O serviço logístico básico é medido em termos de disponibilidade, desempenho operacional e
confiabilidade de serviço. Disponibilidade significa ter o nível de estoque tal que atenda de
maneira completa e consistente as necessidades do cliente. Esta maior disponibilidade está
vinculada a um adequado investimento em estoques e à existência de capital disponível para
este investimento. O desempenho operacional do serviço logístico é avaliado principalmente
pelo prazo de atendimento, o tempo decorrido entre o recebimento do pedido e a entrega do
respectivo produto. A maioria dos clientes dá maior importância à entrega rápida e no prazo.
Outro fator importante de desempenho operacional no serviço logístico é a flexibilidade.
Flexibilidade consiste na capacidade de atender a solicitações inesperadas dos clientes.
Finalmente, a confiabilidade do serviço logístico envolve robustez e precisão. Robustez
representa a probabilidade de que o serviço logístico apresente problemas tais como produtos
avariados, produtos incompletos ou documentação imprópria. A robustez do serviço logístico
da empresa pode ser avaliada tanto pela probabilidade de ocorrência de falha quanto pelo
tempo necessário para sua correção. A precisão significa entregar o produto certo, no lugar
certo, e pontualmente. Para obter confiabilidade no serviço é essencial ter o controle completo
sobre a disponibilidade de estoque e o desempenho operacional do serviço.
Para um serviço logístico eficaz e eficiente, é necessário que os serviços sejam prestados de
forma a satisfazer às necessidades peculiares de cada cliente ou, ao menos, de cada setor
específico. Oferecer serviços fora da realidade compromete a capacidade da empresa em
atender as necessidades específicas de clientes potenciais.
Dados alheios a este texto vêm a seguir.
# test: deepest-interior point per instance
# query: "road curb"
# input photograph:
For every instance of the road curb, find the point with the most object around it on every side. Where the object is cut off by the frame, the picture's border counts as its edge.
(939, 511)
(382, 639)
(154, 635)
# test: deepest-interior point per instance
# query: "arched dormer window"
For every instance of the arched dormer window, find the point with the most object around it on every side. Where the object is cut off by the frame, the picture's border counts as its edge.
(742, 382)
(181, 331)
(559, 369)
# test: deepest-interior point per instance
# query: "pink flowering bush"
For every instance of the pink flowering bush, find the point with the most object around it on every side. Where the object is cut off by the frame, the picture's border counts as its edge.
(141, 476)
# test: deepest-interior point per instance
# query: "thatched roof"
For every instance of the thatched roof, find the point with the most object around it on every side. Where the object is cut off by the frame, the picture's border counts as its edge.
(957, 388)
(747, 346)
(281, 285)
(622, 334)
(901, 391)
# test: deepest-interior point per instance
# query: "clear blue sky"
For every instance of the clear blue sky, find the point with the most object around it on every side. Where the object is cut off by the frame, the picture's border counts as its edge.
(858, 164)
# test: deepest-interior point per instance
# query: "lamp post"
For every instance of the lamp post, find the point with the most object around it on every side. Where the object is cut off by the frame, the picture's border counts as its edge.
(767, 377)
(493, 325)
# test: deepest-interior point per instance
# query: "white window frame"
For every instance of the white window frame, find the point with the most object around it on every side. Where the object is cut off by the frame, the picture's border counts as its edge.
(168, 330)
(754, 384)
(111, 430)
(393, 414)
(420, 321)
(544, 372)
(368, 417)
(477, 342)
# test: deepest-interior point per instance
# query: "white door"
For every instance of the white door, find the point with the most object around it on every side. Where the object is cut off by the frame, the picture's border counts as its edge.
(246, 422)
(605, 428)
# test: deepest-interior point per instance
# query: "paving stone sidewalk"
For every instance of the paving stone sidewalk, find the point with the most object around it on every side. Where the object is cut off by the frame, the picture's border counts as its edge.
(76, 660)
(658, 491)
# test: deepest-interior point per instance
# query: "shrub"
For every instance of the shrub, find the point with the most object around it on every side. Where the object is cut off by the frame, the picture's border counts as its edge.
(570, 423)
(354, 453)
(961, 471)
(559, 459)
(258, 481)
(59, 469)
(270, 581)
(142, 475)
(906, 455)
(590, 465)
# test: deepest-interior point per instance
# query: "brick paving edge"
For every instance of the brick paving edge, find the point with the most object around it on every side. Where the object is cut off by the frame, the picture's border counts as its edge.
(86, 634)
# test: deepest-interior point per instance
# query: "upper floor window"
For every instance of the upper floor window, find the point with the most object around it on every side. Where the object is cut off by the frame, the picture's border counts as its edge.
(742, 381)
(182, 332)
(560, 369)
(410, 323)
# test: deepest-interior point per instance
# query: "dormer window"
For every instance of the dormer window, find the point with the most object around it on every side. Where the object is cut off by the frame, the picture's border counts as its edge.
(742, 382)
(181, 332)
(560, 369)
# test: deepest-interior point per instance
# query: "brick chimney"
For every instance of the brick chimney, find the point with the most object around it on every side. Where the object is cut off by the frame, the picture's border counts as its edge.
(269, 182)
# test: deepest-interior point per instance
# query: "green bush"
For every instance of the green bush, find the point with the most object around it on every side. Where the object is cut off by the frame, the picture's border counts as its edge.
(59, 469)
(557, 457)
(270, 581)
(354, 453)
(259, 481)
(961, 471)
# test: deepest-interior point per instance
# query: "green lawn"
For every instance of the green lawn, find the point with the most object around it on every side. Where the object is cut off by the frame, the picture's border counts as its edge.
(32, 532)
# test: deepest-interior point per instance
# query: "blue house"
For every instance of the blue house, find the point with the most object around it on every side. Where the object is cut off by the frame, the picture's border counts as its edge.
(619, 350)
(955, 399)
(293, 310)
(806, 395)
3. Canais de Vendas e Distribuição
Na avaliação do sistema de distribuição, o produtor deverá tomar as decisões mais básicas do
processo de comercialização, decidindo sobre que tipo de canal de vendas deve adotar
(KOTLER, 1996). Os tipos podem ser:
a) Canal de Vendas Direto - o produtor assume a própria distribuição, facilitando o controle
das tarefas de marketing e propiciando ao produtor o contato direto com os consumidores.
b) Canal de Vendas Indireto - o produtor ou fornecedor utiliza intermediários para
realizarem a distribuição de seus produtos, sejam eles atacadistas, varejistas ou outro tipo
de especialistas.
Atualmente, existe grande dificuldade dos produtores venderem seus bens diretamente aos
consumidores finais. Portanto, é necessário o desenvolvimento de uma cadeia de
intermediários que, de acordo com os produtos e mercados em foco, será mais ou menos
longa. Segundo Kotler (1996), os canais de marketing podem ser vistos como um conjunto de
organizações no processo de disponibilizar o produto/serviço para uso ou consumo.
As organizações buscam formas de facilitar o acesso de seus produtos ao maior número
possível de compradores potenciais. Existem basicamente três estratégias disponíveis para
decisão sobre o número de intermediários a ser utilizado (COUGHLAN et al, 2002).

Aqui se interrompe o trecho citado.